The state weather bureau said that the passage of Betty, along with the southwest monsoon, or “habagat” brought “widespread rain” in the western sections of Luzon and Visayas, which “signifies the start of the rainy season in the country.”
The southwest monsoon will continue to bring above-normal rainfall conditions over the western part of the country in the following days.
Despite this, a transition to El Niño is still forecast in the next couple of months, with a higher chance of persisting up to the first quarter of 2024.
“El Niño increases the likelihood of below-normal rainfall, which could bring negative impacts (such as dry spells and droughts) in some areas of the country,” the Pagasa said.
Betty, the country’s second tropical cyclone this year, was recently declared out of the country’s area of responsibility on Thursday.
Every year, the country expects around 20 cyclones to enter its territory, commonly resulting in calamities and disasters.
Betty left one person dead and more than 77,000 individuals affected as it exited the country on Thursday afternoon.
77,801 people affected
In its report on Friday, the National Disaster Risk Reduction and Management Council (NDRRMC) said the country’s second cyclone of the year affected 77,801 people in the regions of Cordillera, Ilocos, Cagayan Valley, Central Luzon, Mimaropa and Western Visayas.
One person, a male age between 15 to 18, was reported dead, with the NDRRMC still validating the information.
Another individual, a 33-year-old male, was injured after a tree fell on him in Barangay Batan in Kabayan, Benguet.
However, Betty left minimal damage on the country’s agriculture and infrastructure, particularly in the Cordilleras, according to the NDRRMC.
As of Friday, the estimated damage to infrastructure was at around P68,695.58, while damage to agriculture was pegged at P25,000.
‘Preparations paid off’
“Based on our monitoring and the reports that we got, the effect of Betty is very minimal in terms of damage.

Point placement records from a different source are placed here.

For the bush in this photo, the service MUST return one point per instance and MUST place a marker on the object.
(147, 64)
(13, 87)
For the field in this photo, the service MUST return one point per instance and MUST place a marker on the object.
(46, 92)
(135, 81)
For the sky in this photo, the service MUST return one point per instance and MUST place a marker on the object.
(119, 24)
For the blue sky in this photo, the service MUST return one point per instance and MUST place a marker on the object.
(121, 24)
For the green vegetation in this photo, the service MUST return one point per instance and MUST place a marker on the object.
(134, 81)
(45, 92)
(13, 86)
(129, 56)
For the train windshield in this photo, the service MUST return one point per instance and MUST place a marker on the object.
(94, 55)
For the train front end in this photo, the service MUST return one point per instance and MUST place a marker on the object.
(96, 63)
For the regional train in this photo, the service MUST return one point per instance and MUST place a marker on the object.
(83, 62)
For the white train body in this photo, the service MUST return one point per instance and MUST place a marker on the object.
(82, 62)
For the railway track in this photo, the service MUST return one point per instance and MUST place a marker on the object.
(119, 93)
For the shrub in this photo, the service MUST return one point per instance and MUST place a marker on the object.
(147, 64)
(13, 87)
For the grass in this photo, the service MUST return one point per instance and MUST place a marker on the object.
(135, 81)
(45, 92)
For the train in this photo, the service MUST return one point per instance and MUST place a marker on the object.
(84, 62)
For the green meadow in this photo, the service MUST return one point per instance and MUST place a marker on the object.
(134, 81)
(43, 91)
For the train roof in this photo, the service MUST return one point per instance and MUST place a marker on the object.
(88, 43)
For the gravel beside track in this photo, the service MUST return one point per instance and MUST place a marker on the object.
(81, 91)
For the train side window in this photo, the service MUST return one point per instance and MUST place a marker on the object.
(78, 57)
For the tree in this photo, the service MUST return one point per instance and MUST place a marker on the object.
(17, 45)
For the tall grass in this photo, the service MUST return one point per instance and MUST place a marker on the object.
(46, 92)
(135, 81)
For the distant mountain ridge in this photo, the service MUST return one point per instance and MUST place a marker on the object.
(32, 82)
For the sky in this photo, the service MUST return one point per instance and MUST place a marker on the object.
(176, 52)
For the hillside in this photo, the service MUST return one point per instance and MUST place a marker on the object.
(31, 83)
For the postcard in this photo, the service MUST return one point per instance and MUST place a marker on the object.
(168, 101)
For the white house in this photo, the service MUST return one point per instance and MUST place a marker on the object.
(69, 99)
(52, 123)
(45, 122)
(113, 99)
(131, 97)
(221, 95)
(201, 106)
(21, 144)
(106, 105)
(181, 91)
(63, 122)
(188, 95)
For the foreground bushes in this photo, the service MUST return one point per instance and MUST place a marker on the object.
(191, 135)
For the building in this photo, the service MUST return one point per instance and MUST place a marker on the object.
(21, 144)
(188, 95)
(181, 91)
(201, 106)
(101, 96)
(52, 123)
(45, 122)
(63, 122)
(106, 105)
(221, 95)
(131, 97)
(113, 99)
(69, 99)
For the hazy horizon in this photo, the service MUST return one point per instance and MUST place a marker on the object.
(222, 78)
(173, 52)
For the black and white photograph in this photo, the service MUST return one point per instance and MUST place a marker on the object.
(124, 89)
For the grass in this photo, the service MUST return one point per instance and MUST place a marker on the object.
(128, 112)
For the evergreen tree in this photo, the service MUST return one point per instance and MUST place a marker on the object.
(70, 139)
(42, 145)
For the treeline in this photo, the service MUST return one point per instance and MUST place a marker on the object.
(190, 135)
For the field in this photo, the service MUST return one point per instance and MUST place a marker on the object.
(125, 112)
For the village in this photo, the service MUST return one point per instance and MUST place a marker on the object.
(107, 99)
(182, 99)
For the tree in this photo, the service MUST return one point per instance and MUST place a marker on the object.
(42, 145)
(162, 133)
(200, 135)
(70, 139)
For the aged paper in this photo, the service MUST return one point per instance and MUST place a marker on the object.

Our preparations paid off,” Raffy Alejandro, assistant secretary and spokesperson for the NDRRMC, told ABS-CBN News Channel.
The government provided assistance amounting to P9.74 million to residents affected by Betty.At its peak intensity as a supertyphoon, Betty reached maximum sustained winds of 195 kilometers per hour near the center and gustiness of up to 240 kph.
But it weakened into a severe tropical storm and left the Philippine area of responsibility around 4 p.m. on Thursday afternoon.